Im Warteraum zum echten Leben

Im Warteraum zum echten Leben

Es ist nur die Sprache, die uns trennt. In vielem sind wir uns ähnlich. Entdecken Sie die kleinen, feinen Mentalitätsunterschiede der beiden Nachbarländer.

Ein Beitrag von Franca-Maria Kobenter, Market Manager Tschechische Republik (bis Juni 2019)

Zum Verständnis der tschechischen Mentalität gibt es unterschiedliche Zugänge: sei es die literarische Figur des „Schwejk“, der mit teils schwarzem Humor, aber immer augenzwinkernd die Probleme der aus den Fugen geratenen Welt kommentiert und sie umschifft;  oder Kunderas Verfilmung „der unerträglichen Leichtigkeit des Seins“. Der Titel dieses Romans fand Eingang in jede Sprache. Oder man setzt sich in eine typische, tschechische Bierstube und wird staunen, dass auch im 21. Jahrhundert bei einem oder mehreren Bieren ein Stimmengewirr den Raum beherrscht. Es wird diskutiert und gelacht, in kleinen und großen Gruppen sitzen sie und ignorieren für einige Stunden das digitale „soziale Netzwerk“.

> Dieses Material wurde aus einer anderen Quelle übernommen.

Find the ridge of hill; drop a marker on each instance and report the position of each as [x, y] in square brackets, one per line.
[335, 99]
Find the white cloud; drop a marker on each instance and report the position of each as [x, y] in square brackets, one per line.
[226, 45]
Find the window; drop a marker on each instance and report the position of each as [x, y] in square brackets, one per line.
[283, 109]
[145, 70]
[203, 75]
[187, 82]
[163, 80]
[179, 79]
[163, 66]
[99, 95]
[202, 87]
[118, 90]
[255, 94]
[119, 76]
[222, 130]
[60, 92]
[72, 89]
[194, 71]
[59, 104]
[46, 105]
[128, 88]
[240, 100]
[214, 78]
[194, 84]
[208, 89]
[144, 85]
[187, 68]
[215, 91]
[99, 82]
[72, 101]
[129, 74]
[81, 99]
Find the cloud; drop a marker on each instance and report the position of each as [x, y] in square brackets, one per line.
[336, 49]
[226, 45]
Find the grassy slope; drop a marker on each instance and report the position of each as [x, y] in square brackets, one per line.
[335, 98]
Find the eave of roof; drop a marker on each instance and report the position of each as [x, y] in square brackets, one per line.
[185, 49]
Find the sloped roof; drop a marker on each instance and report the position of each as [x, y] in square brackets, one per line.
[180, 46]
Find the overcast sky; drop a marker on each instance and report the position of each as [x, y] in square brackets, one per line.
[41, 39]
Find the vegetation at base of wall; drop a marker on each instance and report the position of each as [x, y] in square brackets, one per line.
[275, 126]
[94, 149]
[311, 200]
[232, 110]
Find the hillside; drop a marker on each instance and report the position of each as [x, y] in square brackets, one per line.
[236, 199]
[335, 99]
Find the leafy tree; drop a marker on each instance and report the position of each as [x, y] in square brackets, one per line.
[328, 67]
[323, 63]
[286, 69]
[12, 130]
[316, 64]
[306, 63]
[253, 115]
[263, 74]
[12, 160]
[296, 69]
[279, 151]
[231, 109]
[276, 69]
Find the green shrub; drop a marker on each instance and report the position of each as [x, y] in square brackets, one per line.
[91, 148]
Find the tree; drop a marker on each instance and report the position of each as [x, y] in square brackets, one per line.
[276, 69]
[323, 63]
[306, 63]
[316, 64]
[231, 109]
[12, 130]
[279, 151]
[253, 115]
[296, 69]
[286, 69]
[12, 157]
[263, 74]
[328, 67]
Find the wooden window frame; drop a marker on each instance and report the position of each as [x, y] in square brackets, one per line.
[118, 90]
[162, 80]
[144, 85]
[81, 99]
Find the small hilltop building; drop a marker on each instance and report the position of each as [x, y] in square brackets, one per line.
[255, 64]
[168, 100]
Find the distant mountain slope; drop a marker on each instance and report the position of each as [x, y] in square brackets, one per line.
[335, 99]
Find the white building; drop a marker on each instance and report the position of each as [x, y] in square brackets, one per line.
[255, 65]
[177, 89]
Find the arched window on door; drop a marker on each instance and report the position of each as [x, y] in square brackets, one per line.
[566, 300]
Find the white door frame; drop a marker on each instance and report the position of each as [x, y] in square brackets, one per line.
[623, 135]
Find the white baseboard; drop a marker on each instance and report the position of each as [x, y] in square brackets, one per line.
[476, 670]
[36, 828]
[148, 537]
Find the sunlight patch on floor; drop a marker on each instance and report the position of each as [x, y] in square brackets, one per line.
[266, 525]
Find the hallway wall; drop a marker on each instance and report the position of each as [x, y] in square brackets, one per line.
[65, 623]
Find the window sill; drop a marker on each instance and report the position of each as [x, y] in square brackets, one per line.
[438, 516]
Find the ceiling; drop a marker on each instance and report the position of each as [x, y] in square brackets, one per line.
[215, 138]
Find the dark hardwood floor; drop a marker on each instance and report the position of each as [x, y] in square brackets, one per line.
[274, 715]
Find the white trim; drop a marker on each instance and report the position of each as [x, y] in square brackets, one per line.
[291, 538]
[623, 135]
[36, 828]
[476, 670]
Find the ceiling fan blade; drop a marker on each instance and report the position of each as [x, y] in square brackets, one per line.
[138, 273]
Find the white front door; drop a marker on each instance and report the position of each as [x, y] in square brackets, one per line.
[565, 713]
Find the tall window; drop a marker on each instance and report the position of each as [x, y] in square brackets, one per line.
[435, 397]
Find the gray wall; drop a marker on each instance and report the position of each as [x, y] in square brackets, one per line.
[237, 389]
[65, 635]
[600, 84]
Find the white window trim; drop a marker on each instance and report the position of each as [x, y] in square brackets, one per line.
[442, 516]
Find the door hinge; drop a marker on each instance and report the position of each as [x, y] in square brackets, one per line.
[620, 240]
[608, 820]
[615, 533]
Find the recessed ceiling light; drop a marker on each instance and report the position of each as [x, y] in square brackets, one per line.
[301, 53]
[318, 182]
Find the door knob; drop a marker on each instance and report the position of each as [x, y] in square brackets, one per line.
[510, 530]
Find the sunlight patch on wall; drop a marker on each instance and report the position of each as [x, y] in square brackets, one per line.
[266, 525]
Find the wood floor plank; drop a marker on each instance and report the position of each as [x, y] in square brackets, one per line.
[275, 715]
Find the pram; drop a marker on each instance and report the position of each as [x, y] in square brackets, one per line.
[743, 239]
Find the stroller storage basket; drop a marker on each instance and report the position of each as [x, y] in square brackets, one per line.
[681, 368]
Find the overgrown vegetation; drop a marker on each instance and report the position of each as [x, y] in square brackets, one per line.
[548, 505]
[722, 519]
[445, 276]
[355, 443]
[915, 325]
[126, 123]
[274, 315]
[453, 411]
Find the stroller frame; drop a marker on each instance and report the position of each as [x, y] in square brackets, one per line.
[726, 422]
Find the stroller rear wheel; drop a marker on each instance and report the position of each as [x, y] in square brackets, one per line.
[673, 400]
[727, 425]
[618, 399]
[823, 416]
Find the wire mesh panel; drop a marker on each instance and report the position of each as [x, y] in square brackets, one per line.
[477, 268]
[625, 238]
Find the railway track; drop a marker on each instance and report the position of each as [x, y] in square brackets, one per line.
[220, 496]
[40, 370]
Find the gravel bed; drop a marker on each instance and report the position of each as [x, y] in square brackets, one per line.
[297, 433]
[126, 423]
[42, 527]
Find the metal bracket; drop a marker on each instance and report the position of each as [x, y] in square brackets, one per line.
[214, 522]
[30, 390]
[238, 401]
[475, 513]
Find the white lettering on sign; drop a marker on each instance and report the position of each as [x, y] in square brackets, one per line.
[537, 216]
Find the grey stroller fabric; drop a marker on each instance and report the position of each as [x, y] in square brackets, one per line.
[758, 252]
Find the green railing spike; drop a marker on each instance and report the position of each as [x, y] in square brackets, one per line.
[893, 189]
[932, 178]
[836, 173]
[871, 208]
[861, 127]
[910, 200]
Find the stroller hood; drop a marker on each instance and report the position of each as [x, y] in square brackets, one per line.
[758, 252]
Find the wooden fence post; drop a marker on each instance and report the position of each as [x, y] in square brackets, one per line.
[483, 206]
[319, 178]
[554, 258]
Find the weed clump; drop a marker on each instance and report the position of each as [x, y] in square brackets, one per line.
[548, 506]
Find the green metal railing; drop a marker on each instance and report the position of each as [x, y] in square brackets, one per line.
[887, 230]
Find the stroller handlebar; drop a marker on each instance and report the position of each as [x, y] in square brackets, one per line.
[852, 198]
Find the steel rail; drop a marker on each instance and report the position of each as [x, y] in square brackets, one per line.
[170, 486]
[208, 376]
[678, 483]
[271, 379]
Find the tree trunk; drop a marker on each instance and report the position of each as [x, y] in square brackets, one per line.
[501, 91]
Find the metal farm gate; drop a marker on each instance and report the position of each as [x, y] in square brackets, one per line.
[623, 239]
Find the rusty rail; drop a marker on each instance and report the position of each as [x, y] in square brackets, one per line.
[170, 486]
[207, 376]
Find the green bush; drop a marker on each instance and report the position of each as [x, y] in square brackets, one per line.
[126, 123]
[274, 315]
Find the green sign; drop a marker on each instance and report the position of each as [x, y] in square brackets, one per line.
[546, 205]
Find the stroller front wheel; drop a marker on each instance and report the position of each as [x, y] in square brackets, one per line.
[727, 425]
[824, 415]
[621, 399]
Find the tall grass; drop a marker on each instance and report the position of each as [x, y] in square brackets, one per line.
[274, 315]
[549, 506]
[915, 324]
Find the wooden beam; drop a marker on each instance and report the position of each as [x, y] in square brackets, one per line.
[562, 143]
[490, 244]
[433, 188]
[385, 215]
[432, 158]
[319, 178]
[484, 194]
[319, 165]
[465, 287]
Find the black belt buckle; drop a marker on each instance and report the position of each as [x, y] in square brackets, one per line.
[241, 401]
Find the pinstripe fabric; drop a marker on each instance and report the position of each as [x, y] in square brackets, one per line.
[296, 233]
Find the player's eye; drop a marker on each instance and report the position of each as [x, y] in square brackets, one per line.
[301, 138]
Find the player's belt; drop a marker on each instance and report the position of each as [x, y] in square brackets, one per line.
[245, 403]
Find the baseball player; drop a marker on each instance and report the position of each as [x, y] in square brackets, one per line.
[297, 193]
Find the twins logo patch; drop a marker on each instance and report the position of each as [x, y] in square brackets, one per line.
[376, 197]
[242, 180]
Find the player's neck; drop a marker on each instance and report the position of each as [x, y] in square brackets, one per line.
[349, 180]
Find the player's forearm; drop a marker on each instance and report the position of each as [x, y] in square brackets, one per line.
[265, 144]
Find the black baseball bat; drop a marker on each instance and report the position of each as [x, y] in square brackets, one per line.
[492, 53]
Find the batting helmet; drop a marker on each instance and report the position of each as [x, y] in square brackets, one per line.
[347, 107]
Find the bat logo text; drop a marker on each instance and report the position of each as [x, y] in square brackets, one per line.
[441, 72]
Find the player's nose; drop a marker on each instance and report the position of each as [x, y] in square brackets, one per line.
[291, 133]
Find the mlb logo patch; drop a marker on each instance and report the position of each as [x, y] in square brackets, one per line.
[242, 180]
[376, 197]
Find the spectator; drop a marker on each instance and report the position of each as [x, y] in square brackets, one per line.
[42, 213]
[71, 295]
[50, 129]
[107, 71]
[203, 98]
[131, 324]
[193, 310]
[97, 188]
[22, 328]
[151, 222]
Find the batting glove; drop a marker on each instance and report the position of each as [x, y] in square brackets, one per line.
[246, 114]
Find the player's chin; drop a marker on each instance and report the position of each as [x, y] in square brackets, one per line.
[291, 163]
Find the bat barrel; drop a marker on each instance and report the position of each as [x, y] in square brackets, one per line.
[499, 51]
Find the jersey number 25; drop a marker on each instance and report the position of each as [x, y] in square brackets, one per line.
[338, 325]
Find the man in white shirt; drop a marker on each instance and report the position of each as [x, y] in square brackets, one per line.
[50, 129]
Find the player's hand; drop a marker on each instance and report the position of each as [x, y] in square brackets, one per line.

Den Nagel auf den Kopf getroffen hat ein Bekannter, ein Reporter. Befragt danach, wie er denn „die Tschechen“ charakterisieren würde, antwortet er: „Von Montag bis Freitag Nachmittag befinden sie sich im Warteraum auf das richtige Leben. Denn das richtige Leben findet von Freitag Nachmittag bis Sonntag Abend statt“. Damit erklärt man sich auch die Besessenheit, mit der unsere nördlichen Nachbarn ihren Hobbys nachgehen. Nicht verwunderlich also, dass dabei vor allem der Hobbysportler im Zentrum steht: Radfahren in allen seinen Ausprägungen, Bergwandern/Klettern, Kajakfahren, Golfen, Skifahren usw. Dafür investieren sie in eine Superausrüstung und Freizeitkleidung. Dies macht sich auch im Stadtbild Prags bemerkbar. In den Berufen und Positionen, die keinen expliziten Dresscode vorgeben, trifft man auch während der Woche auf in "Northface" oder "Mammuth" gekleidete Bürger. Eleganz und Modebewußtsein sind im romanischen Raum beheimatet. Und natürlich wird jede freie Minute den Hobbys gewidmet. Denn mit dem Mittelmaß gibt man sich im „echten Leben“ nicht zufrieden.

Österreich erfüllt für die Outdoor und Sport begeisterten Tschechen alle Kriterien, um den ein oder anderen Kurzurlaub einzuplanen. Wichtigste Informationsquelle ist aber auch im gemütlichen Prag oder Brünn das Internet.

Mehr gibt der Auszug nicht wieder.